La scritta è in stampatello, con una penna rossa: «Ce l’abbiamo fatta Giovà… Dopo 30 anni!!!». Non c'è firma, solo una data, il 16 gennaio 2023. Ma "Giovà" è Giovanni Falcone, e il bigliettino con questa dedica è sulla lapide della sua tomba, nella chiesa di San Domenico a Palermo. E allora anche la data si fa più chiara: Matteo Messina Denaro è in manette, a trent'anni da quelle stragi di Capaci e via D’Amelio che cambiarono il Paese.
Sono tanti i biglietti e le dediche che chi passa dalla chiesa palermitana – un pantheon per i siciliani illustri – lascia sulla lapide del magistrato. Ieri si è aggiunto anche questo: di sollievo, di soddisfazione, forse anche di rabbia, con quei tre punti esclamativi, uno per ogni decennio in attesa della giustizia. L’immagine è stata pubblicata sui social dalla Fondazione Falcone, che ha postato una foto doppia: il boss nelle mani dei carabinieri e la tomba del giudice, gremita di foglietti e messaggi.

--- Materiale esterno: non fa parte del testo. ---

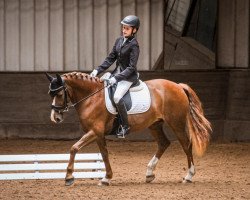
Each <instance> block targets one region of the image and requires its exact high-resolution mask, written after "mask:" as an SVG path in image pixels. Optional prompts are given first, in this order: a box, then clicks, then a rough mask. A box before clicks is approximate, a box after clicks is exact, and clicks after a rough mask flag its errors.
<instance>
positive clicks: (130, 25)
mask: <svg viewBox="0 0 250 200" xmlns="http://www.w3.org/2000/svg"><path fill="white" fill-rule="evenodd" d="M121 24H123V25H127V26H131V27H135V28H136V29H137V30H138V29H139V27H140V20H139V17H137V16H135V15H128V16H126V17H125V18H124V19H123V20H122V21H121Z"/></svg>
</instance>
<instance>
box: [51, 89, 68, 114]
mask: <svg viewBox="0 0 250 200" xmlns="http://www.w3.org/2000/svg"><path fill="white" fill-rule="evenodd" d="M62 90H63V92H64V103H63V105H62V106H57V105H53V104H52V105H51V109H53V110H55V111H56V112H58V113H59V114H61V113H64V112H67V111H68V110H69V106H68V94H67V88H66V87H65V86H64V85H63V86H61V87H59V88H56V89H52V88H51V85H50V87H49V94H50V96H51V97H55V96H56V95H57V94H58V93H59V92H60V91H62Z"/></svg>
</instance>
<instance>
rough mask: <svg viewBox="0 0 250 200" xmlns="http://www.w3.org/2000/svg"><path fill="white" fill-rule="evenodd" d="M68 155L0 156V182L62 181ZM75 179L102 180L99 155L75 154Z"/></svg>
mask: <svg viewBox="0 0 250 200" xmlns="http://www.w3.org/2000/svg"><path fill="white" fill-rule="evenodd" d="M69 156H70V155H69V154H24V155H0V180H22V179H64V178H65V175H66V169H67V166H68V161H69ZM74 169H75V172H74V173H73V175H74V177H75V178H91V179H93V178H103V177H104V176H105V174H106V172H105V166H104V163H103V160H102V156H101V154H100V153H87V154H76V157H75V164H74Z"/></svg>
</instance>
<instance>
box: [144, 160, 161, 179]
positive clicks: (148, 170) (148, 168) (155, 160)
mask: <svg viewBox="0 0 250 200" xmlns="http://www.w3.org/2000/svg"><path fill="white" fill-rule="evenodd" d="M158 161H159V159H158V158H156V157H155V156H154V157H153V158H152V159H151V160H150V161H149V163H148V167H147V172H146V176H152V175H154V173H153V171H154V170H155V168H156V165H157V163H158Z"/></svg>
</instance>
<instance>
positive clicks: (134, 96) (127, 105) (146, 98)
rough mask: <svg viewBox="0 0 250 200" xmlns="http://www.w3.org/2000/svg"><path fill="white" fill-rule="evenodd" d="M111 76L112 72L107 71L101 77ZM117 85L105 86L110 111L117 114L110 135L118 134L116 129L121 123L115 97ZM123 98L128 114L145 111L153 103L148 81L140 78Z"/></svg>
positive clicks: (106, 101) (112, 112)
mask: <svg viewBox="0 0 250 200" xmlns="http://www.w3.org/2000/svg"><path fill="white" fill-rule="evenodd" d="M110 76H111V73H110V72H107V73H105V74H104V75H103V76H102V77H101V79H102V80H105V79H108V78H109V77H110ZM105 84H107V83H105ZM116 87H117V84H114V85H113V86H110V87H108V88H105V105H106V108H107V110H108V111H109V112H110V113H112V114H114V115H116V118H115V120H114V124H113V130H112V131H111V132H110V135H113V134H116V130H117V128H118V127H119V125H120V117H119V115H118V112H117V109H116V106H115V103H114V99H113V97H114V93H115V90H116ZM122 99H123V101H124V102H125V106H126V109H127V111H128V115H132V114H139V113H144V112H146V111H147V110H148V109H149V108H150V105H151V97H150V92H149V89H148V87H147V85H146V83H145V82H142V81H141V80H138V81H137V82H136V83H134V84H133V85H132V86H131V88H130V89H129V90H128V92H127V93H126V94H125V95H124V96H123V98H122Z"/></svg>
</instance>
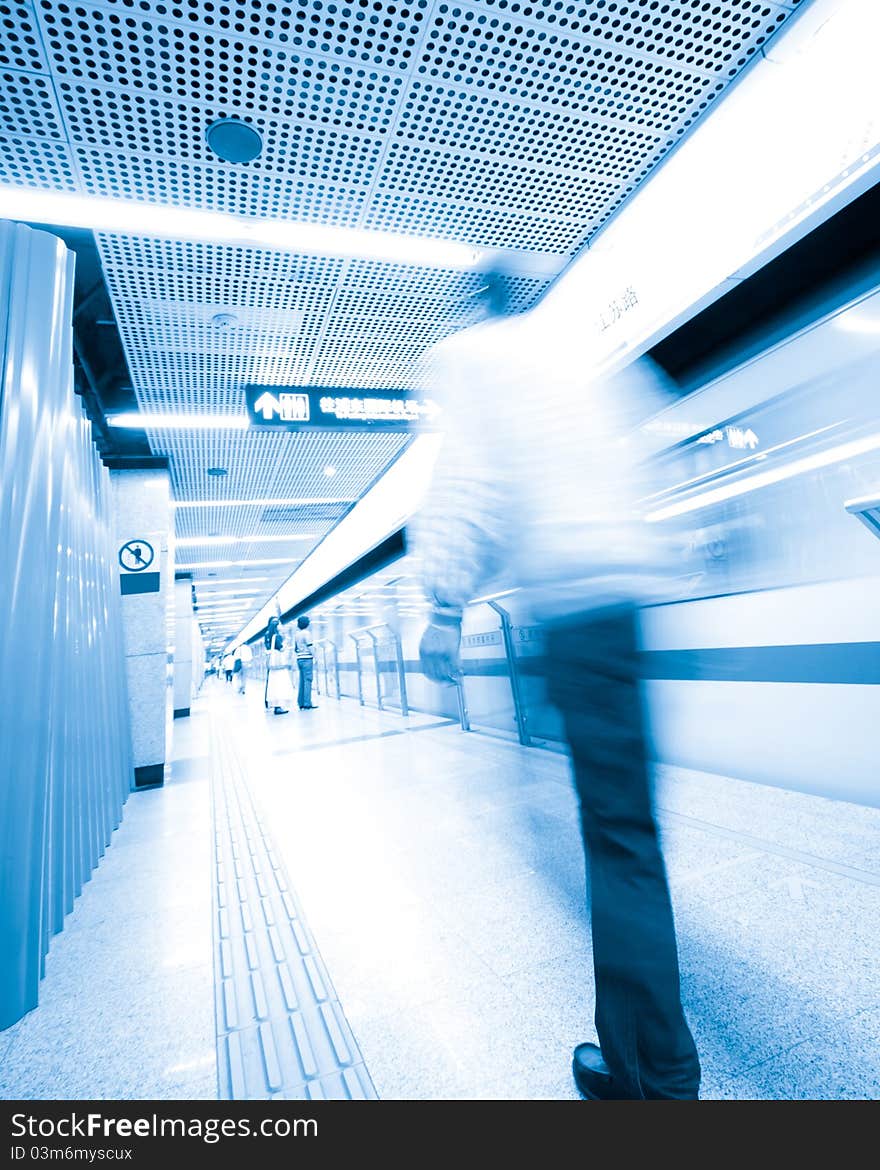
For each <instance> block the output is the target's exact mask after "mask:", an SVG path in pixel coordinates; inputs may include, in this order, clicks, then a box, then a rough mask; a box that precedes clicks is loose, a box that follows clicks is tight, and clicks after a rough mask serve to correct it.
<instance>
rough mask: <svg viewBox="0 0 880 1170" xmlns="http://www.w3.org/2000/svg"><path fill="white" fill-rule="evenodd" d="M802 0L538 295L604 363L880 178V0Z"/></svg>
mask: <svg viewBox="0 0 880 1170" xmlns="http://www.w3.org/2000/svg"><path fill="white" fill-rule="evenodd" d="M646 7H647V6H646ZM726 7H728V8H729V7H731V6H730V5H727V6H726ZM800 7H802V8H803V9H804V11H803V12H799V13H798V14H797V16H793V18H792V19H791V20H790V22H789V23H788V25H786V26H785V27H784V28H783V29H782V30H781V32H779V34H778V35H776V36H774V37H772V40H771V41H770V43H769V44H768V46H766V47H765V48H763V49H762V57H763V60H757V61H756V62H755V63H754V66H752V68H750V69H749V70H748V71H747V73H745V75H744V76H743V77H742V78H741V80H740V81H738V82H737V83H736V84H735V85H734V87H731V88H730V90H729V91H728V92H726V94H724V95H722V97H721V98H720V101H719V102H717V103H716V104H715V105H714V106H713V109H711V110H710V111H709V112H708V115H707V116H706V117H704V118H701V119H700V121H699V123H697V124H696V125H695V128H694V129H693V130H692V131H689V133H688V136H687V138H686V140H683V142H682V143H681V144H680V145H679V146H678V147H676V150H675V152H674V153H673V154H671V157H669V158H668V159H667V160H666V161H665V163H664V165H662V166H660V167H659V168H658V170H656V171H655V172H654V173H653V174H652V176H651V178H649V179H648V180H647V181H646V183H645V184H642V185H641V186H640V188H639V190H638V191H637V192H635V193H634V194H633V197H632V198H631V199H628V200H627V201H626V204H625V205H624V206H623V208H621V209H620V211H619V212H618V213H617V214H616V215H614V216H613V218H612V219H611V220H610V221H609V223H607V225H606V226H605V227H604V228H603V229H601V230H600V232H598V233H597V234H596V236H594V238H593V239H592V240H591V241H590V248H589V249H586V250H585V252H583V253H582V256H580V259H578V260H577V261H576V262H575V263H572V264H571V266H570V267H569V268H568V269H566V271H565V273H564V274H563V276H562V277H561V278H559V280H558V281H557V282H556V283H555V285H554V287H552V289H551V290H550V291H549V292H548V295H546V297H545V298H544V300H543V302H542V304H541V305H538V308H537V310H536V312H537V315H538V316H539V317H542V316H544V317H546V321H548V329H549V330H550V331H552V330H557V331H558V336H559V337H562V338H563V339H564V338H566V336H568V337H569V338H573V339H576V343H577V345H578V346H580V347H582V349H583V352H584V353H587V352H589V353H590V355H591V364H594V365H596V366H600V365H601V364H603V363H605V362H614V360H618V359H619V356H620V355H624V356H625V355H627V353H633V352H641V350H642V349H644V347H647V346H649V345H651V344H652V342H653V340H654V339H656V338H658V336H664V335H665V332H666V331H667V330H668V328H669V326H671V325H673V324H674V323H676V322H679V321H682V319H687V318H688V317H689V316H690V314H692V312H693V311H695V310H696V309H699V308H701V307H703V305H706V304H708V303H710V302H711V301H714V300H715V298H716V297H719V296H721V295H723V294H724V292H726V291H728V290H729V289H731V288H735V287H737V285H738V284H740V283H741V281H742V280H743V278H744V277H748V276H749V275H750V274H751V273H754V271H755V270H756V269H757V268H759V267H761V264H763V263H765V262H766V261H768V260H771V259H772V257H774V256H775V255H777V254H778V253H779V252H781V250H782V249H783V248H785V247H788V246H790V245H791V243H793V242H795V241H796V240H797V239H799V238H802V236H803V235H805V234H806V232H809V230H811V229H812V228H813V227H816V226H818V225H819V223H821V222H823V221H824V220H825V219H827V218H829V215H831V214H833V213H834V212H836V211H837V209H839V208H840V207H841V206H845V205H846V204H847V202H848V201H850V200H852V199H853V198H855V197H857V195H858V194H860V193H861V192H862V191H866V190H868V187H871V186H873V185H874V184H875V183H876V180H878V170H879V168H880V149H879V147H880V135H879V133H878V119H876V110H878V103H876V43H878V40H879V39H880V4H878V2H876V0H811V4H810V5H809V6H807V5H802V6H800ZM743 143H748V150H745V151H744V150H742V144H743ZM552 344H554V342H552V339H548V340H546V342H545V345H552Z"/></svg>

«Una giornata straordinaria – il commento della Fondazione alle foto – Un grande successo della Procura della Repubblica di Palermo e dell’Arma dei Carabinieri: il miglior modo per ricordare Giovanni Falcone e Paolo Borsellino nel trentesimo anniversario delle stragi. Siamo grati allo Stato e alle Istituzioni e anche in questa giornata di gioia siamo dalla parte giusta. Da un lato l’arresto dell’ultimo boss stragista Matteo Messina Denaro, il peggior criminale e latitante d’Italia, dall’altro la fiducia e la speranza che vincono: un giovane laureato che ha lasciato ieri in segno di impegno la sua corona di alloro sulla tomba».
E chissà chi ha lasciato quel biglietto "Ce l’abbiamo fatta": piace immaginare che dietro quel plurale ci sia un collega della Procura, o magari un carabiniere. O forse non c'è nessuno dei due: forse a lasciare quel messaggio al giudice è stato un cittadino, un palermitano come tanti che si è sentito parte, in questi anni, della lotta alla mafia. Che ha fatto sua una delle lezioni di Falcone, scritta anche sul marmo di San Domenico: "Gli uomini passano, le idee restano. Restano le loro tensioni morali e continueranno a camminare sulle gambe di altri uomini».